On 5 January 2008 the UKBA announced that 4,875 businesses had registered as sponsors under the Points System. This still means that huge number of businesses that need to bring in overseas workers are not registered as sponsors.

UKBA says that the new system means that "...only those skilled migrant workers the country needs can come here and no more...". However, under the predecessor to Tier 2, the work permit scheme there was also a resident labour market test to show that there were no resident skilled workers who could fill the vacancy or that the occupation was on the shortage occupation list.

The requirement that the British business becomes a registered sponsor is in many ways tougher than under the previous work permit scheme. However, this does bring in additional delays which could cause serious problems for employers and may cause long term damage to the UK economy. In the long term as more and more employers become registered this is less of an issue.

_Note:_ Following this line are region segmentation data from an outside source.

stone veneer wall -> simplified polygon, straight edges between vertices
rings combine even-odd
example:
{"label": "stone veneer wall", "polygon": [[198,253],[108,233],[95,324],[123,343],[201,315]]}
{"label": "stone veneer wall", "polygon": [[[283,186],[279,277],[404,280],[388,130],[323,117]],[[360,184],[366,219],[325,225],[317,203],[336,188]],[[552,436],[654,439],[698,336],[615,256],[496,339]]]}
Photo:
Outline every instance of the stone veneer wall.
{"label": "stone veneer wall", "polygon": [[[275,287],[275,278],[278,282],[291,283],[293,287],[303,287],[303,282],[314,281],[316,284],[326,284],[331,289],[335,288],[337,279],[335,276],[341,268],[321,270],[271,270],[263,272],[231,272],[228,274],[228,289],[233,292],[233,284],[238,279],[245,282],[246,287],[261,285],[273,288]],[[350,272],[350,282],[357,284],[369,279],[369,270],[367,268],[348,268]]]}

Tiers 2 and 5 would-be migrants need a job offer before they even apply for a visa, unless the job is on the shortage occupation list. The end of the Working Holidaymaker scheme for young Commonwealth Citizens and it's partial replacement by Tier 5 Youth Mobility Scheme may not be in the best interests of the UK. Only nationals from three Commonwealth Countries and Japanese nationals can come under the new Tier 5 scheme:

Border and Immigration Minister Phil Woolas said:

"The points system is one of the most radical changes we've made to the immigration system in a generation and today's figures show that is being delivered successfully."

"It is crucial that only those foreign workers we need come here and this new system will ensure that - we already know that there would have been a 12 per cent reduction in the numbers coming here through the equivalent work permit had the system been in place last year."

The UK Border Agency has announced that they have been much tougher on illegal working. UKBA says that their enforcement campaign has resulted in over 1,000 fines worth around £10 million.